8.08 Sun Corporate Changes. Prior to the Effective Time, Sun
shall effect the following changes and take the following actions ("Sun
Corporate Changes"): (a) amend its Certificate of Incorporate to change its
corporate name to Sun Network Group, Inc.; (b) amend its Bylaws to provide for a
Board of Directors of four members; and (c) effect a reverse stock split to
decrease the number of its authorized common stock and to reverse split each of
its issued and outstanding shares of common stock into 0.3333 of a share of
common stock. Immediately prior to the Effective Time, there will be
approximately 24,000,000 shares of Sun common stock issued and outstanding on a
fully diluted basis.
8.09 Filing of Reports with the SEC and NASD and Free Trading
of Sun Common Stock. Sun shall use its best efforts (a) to prepare and file with
the SEC and the NASD as soon as possible after the execution of this Agreement
all of the reports, financial statements, information and other items and
material required by Rule 15c2-11 under the Securities Exchange Act of 1934, as
amended ("15c Filing"), and (b) to cause as soon as possible its issued and
outstanding shares of common stock to be "free trading" in accordance with Rule
15c2-11 ("Free Trading").
8.10 Sun Board of Directors. Prior to the Effective Time, Sun
shall cause its Board of Directors to consist of the following four individuals:
Xxxxxxx Xxxxxxx (Chairman), Dr. Xxx X. Xxxxxxx, T. Xxxxxx Xxxxxxx and Xxxxxxx X.
Xxxxxxx.
8.11 Employment Agreement. Prior to the Effective Time, Sun
and T. Xxxxxx Xxxxxxx shall execute an Employment Agreement in the form of
Exhibit 8.11 attached hereto ("Employment Agreement").
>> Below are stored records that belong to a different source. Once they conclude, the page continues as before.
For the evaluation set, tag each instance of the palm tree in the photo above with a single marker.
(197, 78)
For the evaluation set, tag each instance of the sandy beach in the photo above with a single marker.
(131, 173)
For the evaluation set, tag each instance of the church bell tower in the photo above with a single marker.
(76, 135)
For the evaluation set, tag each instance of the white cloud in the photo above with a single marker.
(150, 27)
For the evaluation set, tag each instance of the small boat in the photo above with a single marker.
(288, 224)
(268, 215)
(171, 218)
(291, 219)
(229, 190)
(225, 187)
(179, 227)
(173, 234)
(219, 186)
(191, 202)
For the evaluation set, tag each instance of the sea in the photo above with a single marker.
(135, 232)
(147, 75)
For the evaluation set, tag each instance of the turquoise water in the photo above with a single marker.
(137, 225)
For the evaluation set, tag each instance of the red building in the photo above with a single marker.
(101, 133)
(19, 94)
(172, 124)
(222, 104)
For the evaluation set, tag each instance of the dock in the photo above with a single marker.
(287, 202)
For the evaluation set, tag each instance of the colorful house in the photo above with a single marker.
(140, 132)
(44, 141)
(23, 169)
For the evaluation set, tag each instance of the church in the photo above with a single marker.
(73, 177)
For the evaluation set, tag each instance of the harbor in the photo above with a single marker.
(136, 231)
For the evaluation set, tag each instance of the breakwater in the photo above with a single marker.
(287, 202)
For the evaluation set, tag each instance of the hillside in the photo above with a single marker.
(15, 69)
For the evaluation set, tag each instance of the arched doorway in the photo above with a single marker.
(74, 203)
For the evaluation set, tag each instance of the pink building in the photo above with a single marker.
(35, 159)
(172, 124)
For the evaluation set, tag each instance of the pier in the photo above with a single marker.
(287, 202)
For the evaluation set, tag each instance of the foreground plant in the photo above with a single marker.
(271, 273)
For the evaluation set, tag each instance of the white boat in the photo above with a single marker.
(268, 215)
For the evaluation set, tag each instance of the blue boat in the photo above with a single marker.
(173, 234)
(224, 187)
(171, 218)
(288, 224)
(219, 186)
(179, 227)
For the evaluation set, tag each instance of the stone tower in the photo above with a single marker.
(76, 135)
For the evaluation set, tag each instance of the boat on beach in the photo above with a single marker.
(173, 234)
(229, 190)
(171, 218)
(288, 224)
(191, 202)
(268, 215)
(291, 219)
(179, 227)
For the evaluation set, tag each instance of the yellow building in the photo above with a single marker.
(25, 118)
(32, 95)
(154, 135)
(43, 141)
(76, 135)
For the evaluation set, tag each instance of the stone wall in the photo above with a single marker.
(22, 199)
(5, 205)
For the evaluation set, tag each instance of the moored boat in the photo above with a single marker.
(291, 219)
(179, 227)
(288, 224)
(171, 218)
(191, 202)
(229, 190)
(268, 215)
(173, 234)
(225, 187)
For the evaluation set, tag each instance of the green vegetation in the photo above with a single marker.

8.12 Sun Private Placement of Common Stock. Promptly after the
Effective Time, Sun shall use its best efforts to raise $5,000,000 by the
issuance of up to 5,000,000 shares of Sun common stock in a private placement
("Private Placement").
8.13 Securities Laws Compliance. Sun shall cause that each of
the offering, issuance and sale of the shares of Sun capital stock in the Merger
and the Private Placement is exempt from the registration provisions of the
Securities Act and is either exempt from, or will be qualified or registered
under, the registration or qualification provisions of all applicable "blue sky"
state (or other jurisdictional) securities laws.
8.14 Fees and Expenses. All fees and expenses incurred in
connection with the Merger, this Agreement and the transactions contemplated by
this Agreement shall be paid by the party incurring such fees or expenses,
whether or not the Merger is consummated.
9. Conditions.
----------
9.01 Conditions to Each Party's Obligation to Effect the
Merger. The respective obligation of each party to effect the Merger shall be
subject to the satisfaction prior to the Closing of the following conditions:
(a) All consents, authorizations, orders and
approvals of (or filings or registrations with) any Governmental Entity or other
regulatory body required in connection with the execution, delivery and
performance of this Agreement, the failure to obtain which would prevent the
consummation of the Merger or have a material adverse effect on RTV or Sun,
shall have been obtained without the imposition of any condition having a
material adverse effect on RTV or Sun;
(b) Early termination shall have been granted or
applicable waiting periods shall have expired under the HSR Act, if applicable;
(d) No Governmental Entity or other regulatory body
(including any court of competent jurisdiction) shall have enacted, issued,
promulgated, enforced or entered any law, rule, regulation, executive order,
decree, injunction or other order (whether temporary, preliminary or permanent)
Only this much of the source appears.